Decision Tree has a pretty good model because it has a level of accuracy such as 0.8316, slightly higher than logistic regression

4.2.1.2 ROC Curve

># Formal class 'performance' [package "ROCR"] with 6 slots
>#   ..@ x.name      : chr "None"
>#   ..@ y.name      : chr "Area under the ROC curve"
>#   ..@ alpha.name  : chr "none"
>#   ..@ x.values    : list()
>#   ..@ y.values    :List of 1
>#   .. ..$ : num 0.873
>#   ..@ alpha.values: list()
># [1] 0.8726685

Area Under Curve ROC Curve has an area of 0.8726, Decision Tree AUC value little lower than logistic regression.

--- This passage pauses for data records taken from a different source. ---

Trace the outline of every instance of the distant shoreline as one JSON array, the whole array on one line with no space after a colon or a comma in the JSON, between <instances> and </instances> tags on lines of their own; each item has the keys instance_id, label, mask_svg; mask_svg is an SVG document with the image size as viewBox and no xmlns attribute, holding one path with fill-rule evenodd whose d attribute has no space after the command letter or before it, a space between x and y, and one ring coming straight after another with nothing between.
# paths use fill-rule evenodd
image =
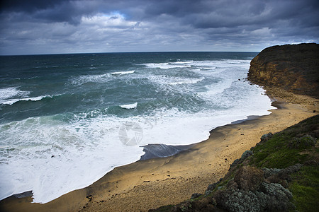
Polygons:
<instances>
[{"instance_id":1,"label":"distant shoreline","mask_svg":"<svg viewBox=\"0 0 319 212\"><path fill-rule=\"evenodd\" d=\"M203 192L208 184L223 177L230 164L259 142L262 134L281 131L318 113L318 100L296 98L303 103L276 98L273 105L279 109L269 115L218 127L208 140L173 156L116 167L91 186L47 204L30 204L30 196L11 196L0 201L0 207L4 211L146 211L178 204L189 199L189 194Z\"/></svg>"}]
</instances>

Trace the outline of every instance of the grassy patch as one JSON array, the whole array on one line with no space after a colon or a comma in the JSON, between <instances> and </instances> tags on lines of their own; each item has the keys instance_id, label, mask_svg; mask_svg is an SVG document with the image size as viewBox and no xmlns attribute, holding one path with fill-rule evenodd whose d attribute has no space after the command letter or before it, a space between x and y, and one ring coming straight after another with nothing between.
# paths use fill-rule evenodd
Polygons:
<instances>
[{"instance_id":1,"label":"grassy patch","mask_svg":"<svg viewBox=\"0 0 319 212\"><path fill-rule=\"evenodd\" d=\"M308 142L307 135L318 123L319 116L309 118L274 134L268 141L259 143L253 150L250 165L285 168L309 160L309 154L300 153L304 150L309 150L309 153L318 151L313 148L313 143Z\"/></svg>"},{"instance_id":2,"label":"grassy patch","mask_svg":"<svg viewBox=\"0 0 319 212\"><path fill-rule=\"evenodd\" d=\"M304 166L291 175L289 190L293 195L293 204L298 211L318 211L319 207L318 166Z\"/></svg>"}]
</instances>

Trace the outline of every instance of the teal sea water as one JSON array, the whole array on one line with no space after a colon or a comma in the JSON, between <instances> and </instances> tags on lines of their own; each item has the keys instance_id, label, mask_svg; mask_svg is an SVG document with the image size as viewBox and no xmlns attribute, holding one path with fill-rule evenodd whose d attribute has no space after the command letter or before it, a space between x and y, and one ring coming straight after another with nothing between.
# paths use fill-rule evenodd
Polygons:
<instances>
[{"instance_id":1,"label":"teal sea water","mask_svg":"<svg viewBox=\"0 0 319 212\"><path fill-rule=\"evenodd\" d=\"M269 114L245 80L255 52L0 57L0 199L45 203L138 160Z\"/></svg>"}]
</instances>

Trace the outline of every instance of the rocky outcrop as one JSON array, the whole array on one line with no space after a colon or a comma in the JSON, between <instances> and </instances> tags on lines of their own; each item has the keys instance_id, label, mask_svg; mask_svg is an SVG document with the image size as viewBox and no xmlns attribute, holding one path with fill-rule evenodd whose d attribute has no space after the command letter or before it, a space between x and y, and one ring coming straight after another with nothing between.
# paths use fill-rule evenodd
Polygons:
<instances>
[{"instance_id":1,"label":"rocky outcrop","mask_svg":"<svg viewBox=\"0 0 319 212\"><path fill-rule=\"evenodd\" d=\"M319 98L319 45L274 46L250 62L248 80L296 94Z\"/></svg>"}]
</instances>

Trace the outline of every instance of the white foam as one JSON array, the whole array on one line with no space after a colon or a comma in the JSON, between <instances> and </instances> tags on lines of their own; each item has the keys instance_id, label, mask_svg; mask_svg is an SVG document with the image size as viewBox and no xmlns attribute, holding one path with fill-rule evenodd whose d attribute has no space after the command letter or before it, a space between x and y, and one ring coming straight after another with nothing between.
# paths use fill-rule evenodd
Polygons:
<instances>
[{"instance_id":1,"label":"white foam","mask_svg":"<svg viewBox=\"0 0 319 212\"><path fill-rule=\"evenodd\" d=\"M110 74L128 74L128 73L133 73L134 72L135 72L135 71L117 71L110 73Z\"/></svg>"},{"instance_id":2,"label":"white foam","mask_svg":"<svg viewBox=\"0 0 319 212\"><path fill-rule=\"evenodd\" d=\"M0 89L0 101L10 99L16 96L26 97L30 93L29 91L23 91L16 87L10 87Z\"/></svg>"},{"instance_id":3,"label":"white foam","mask_svg":"<svg viewBox=\"0 0 319 212\"><path fill-rule=\"evenodd\" d=\"M189 62L191 63L191 61ZM174 68L185 68L185 67L191 67L188 62L172 62L172 63L150 63L150 64L144 64L143 65L153 69L174 69Z\"/></svg>"},{"instance_id":4,"label":"white foam","mask_svg":"<svg viewBox=\"0 0 319 212\"><path fill-rule=\"evenodd\" d=\"M135 71L117 71L103 74L83 75L71 79L73 85L82 85L86 83L106 83L111 80L111 77L116 75L133 73Z\"/></svg>"},{"instance_id":5,"label":"white foam","mask_svg":"<svg viewBox=\"0 0 319 212\"><path fill-rule=\"evenodd\" d=\"M0 104L3 104L3 105L13 105L17 102L20 102L20 101L40 101L43 98L52 98L53 96L57 96L60 95L40 95L40 96L37 96L37 97L33 97L33 98L20 98L20 99L9 99L9 100L0 100Z\"/></svg>"},{"instance_id":6,"label":"white foam","mask_svg":"<svg viewBox=\"0 0 319 212\"><path fill-rule=\"evenodd\" d=\"M136 107L138 107L138 102L135 102L133 104L129 104L129 105L120 105L121 107L124 108L124 109L134 109L136 108Z\"/></svg>"},{"instance_id":7,"label":"white foam","mask_svg":"<svg viewBox=\"0 0 319 212\"><path fill-rule=\"evenodd\" d=\"M147 76L152 82L167 89L174 88L167 86L174 83L197 81L191 86L180 86L183 89L203 83L205 90L191 91L211 107L198 112L163 107L148 115L117 117L91 111L74 114L72 120L65 122L59 117L64 114L59 114L1 124L0 146L4 153L0 155L0 199L32 190L33 201L46 203L91 184L115 167L138 160L144 153L140 146L194 143L208 139L209 131L217 126L250 115L269 114L268 110L274 107L269 98L262 95L264 90L237 80L247 76L248 67L249 61L194 61L191 69L198 73L196 78ZM99 77L95 79L101 81L101 78L109 78L110 74ZM216 78L220 79L218 83L211 86L205 84ZM213 91L216 89L218 92ZM138 102L123 106L136 108ZM138 145L128 146L120 140L119 129L132 122L140 126L143 136Z\"/></svg>"},{"instance_id":8,"label":"white foam","mask_svg":"<svg viewBox=\"0 0 319 212\"><path fill-rule=\"evenodd\" d=\"M181 84L195 84L205 79L205 77L201 77L200 78L186 78L184 80L169 83L169 85L181 85Z\"/></svg>"}]
</instances>

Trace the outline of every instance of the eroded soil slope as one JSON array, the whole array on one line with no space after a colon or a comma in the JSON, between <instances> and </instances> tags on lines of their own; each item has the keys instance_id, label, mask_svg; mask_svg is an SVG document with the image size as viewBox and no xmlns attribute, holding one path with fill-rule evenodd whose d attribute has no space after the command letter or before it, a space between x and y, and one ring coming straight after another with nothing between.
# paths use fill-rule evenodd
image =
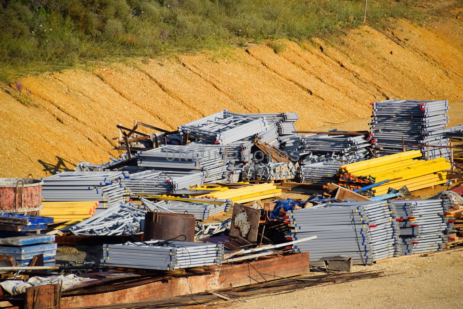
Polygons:
<instances>
[{"instance_id":1,"label":"eroded soil slope","mask_svg":"<svg viewBox=\"0 0 463 309\"><path fill-rule=\"evenodd\" d=\"M447 99L463 123L463 23L391 21L300 45L284 41L30 77L0 91L0 177L35 177L118 156L116 125L167 129L224 109L297 112L300 130L368 128L370 102ZM453 15L452 15L453 14Z\"/></svg>"}]
</instances>

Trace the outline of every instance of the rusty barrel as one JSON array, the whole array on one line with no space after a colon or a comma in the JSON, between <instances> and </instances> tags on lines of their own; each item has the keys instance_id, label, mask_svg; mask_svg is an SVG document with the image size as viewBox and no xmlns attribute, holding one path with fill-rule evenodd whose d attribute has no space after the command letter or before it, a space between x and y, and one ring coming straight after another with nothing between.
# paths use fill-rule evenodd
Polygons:
<instances>
[{"instance_id":1,"label":"rusty barrel","mask_svg":"<svg viewBox=\"0 0 463 309\"><path fill-rule=\"evenodd\" d=\"M0 178L0 211L36 212L42 208L42 185L38 179Z\"/></svg>"},{"instance_id":2,"label":"rusty barrel","mask_svg":"<svg viewBox=\"0 0 463 309\"><path fill-rule=\"evenodd\" d=\"M194 241L196 220L192 214L149 211L145 215L143 239L165 240L179 235L186 236L185 241ZM183 237L178 240L183 240Z\"/></svg>"}]
</instances>

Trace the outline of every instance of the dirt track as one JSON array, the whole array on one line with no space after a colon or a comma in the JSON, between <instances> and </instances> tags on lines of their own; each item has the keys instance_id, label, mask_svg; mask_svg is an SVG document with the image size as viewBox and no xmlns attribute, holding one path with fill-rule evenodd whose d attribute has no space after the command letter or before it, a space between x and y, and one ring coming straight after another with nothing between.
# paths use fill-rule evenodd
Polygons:
<instances>
[{"instance_id":1,"label":"dirt track","mask_svg":"<svg viewBox=\"0 0 463 309\"><path fill-rule=\"evenodd\" d=\"M0 177L106 162L119 155L110 149L119 122L174 129L225 108L297 112L301 130L360 130L371 101L447 99L450 124L463 123L463 19L447 11L431 25L392 20L384 30L286 41L278 54L263 44L25 78L22 94L14 85L0 90L0 159L7 163Z\"/></svg>"}]
</instances>

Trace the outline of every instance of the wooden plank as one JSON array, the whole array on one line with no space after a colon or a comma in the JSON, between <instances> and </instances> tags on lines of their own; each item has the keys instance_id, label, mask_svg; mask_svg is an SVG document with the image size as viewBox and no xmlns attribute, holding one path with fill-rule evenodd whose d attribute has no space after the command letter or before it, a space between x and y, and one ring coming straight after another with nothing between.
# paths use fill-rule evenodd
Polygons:
<instances>
[{"instance_id":1,"label":"wooden plank","mask_svg":"<svg viewBox=\"0 0 463 309\"><path fill-rule=\"evenodd\" d=\"M198 274L160 276L158 280L109 291L96 290L85 295L68 295L65 292L61 298L60 308L67 309L115 305L190 295L206 290L269 281L280 277L308 274L310 271L308 252L288 254L240 264L210 266L206 270L206 272Z\"/></svg>"}]
</instances>

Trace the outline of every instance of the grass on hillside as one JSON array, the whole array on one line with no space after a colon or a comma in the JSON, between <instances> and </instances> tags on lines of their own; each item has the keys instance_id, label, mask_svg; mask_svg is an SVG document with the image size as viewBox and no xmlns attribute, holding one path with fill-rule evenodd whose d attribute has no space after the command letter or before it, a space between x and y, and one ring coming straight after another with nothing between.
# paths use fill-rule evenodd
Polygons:
<instances>
[{"instance_id":1,"label":"grass on hillside","mask_svg":"<svg viewBox=\"0 0 463 309\"><path fill-rule=\"evenodd\" d=\"M363 0L0 0L0 81L124 57L216 49L363 23ZM369 0L376 24L410 13ZM278 52L279 46L274 47Z\"/></svg>"}]
</instances>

4.2.2 Support Vector Machine (SVM)

>#  Setting default kernel parameters  
># Support Vector Machine object of class "ksvm" 
># 
># SV type: C-svc  (classification) 
>#  parameter : cost C = 1 
># 
># Linear (vanilla) kernel function. 
># 
># Number of Support Vectors : 371 
># 
># Objective Function Value : -318.5 
># Training error : 0.171717
># [1] 0 1 1 1 0 0
># Levels: 0 1
># Confusion Matrix and Statistics
># 
>#           Reference
># Prediction   0   1
>#          0 492  96
>#          1  57 246
>#                                                
>#                Accuracy : 0.8283               
>#                  95% CI : (0.8019, 0.8525)     
>#     No Information Rate : 0.6162               
>#     P-Value [Acc > NIR] : < 0.00000000000000022
>#                                                
>#                   Kappa : 0.629                
>#                                                
>#  Mcnemar's Test P-Value : 0.002125             
>#                                                
>#             Sensitivity : 0.8962               
>#             Specificity : 0.7193               
>#          Pos Pred Value : 0.8367               
>#          Neg Pred Value : 0.8119               
>#              Prevalence : 0.6162               
>#          Detection Rate : 0.5522               
>#    Detection Prevalence : 0.6599               
>#       Balanced Accuracy : 0.8077               
>#                                                
>#        'Positive' Class : 0                    
># 

Accuracy = 0.8283
Recall/Sensitivity = 0.8962
Precision = 0.8367
Specificity = 0.7193

SVM has a level of accuracy such as 0.8283, lower than Logistic Regression and Decision Tree.

5 Conclusions

LR Accuracy : 0.8294
DT Accuracy : 0.8316
SVM Accuracy : 0.8283

  1. From all three models such as, Logistic Regression, Decision Tree, and SVM. The value of accuracy and AUC results are not very different. both of them are good at studying the data and predictions.
  2. From the logistic regression model, can easily see that the Titanic survival is highly depended on several predictors such as Title, Passenger class, and Family Size. in particular, people from a lower class and have more families in ship are less likely to survived keeping other predictors conditions constant.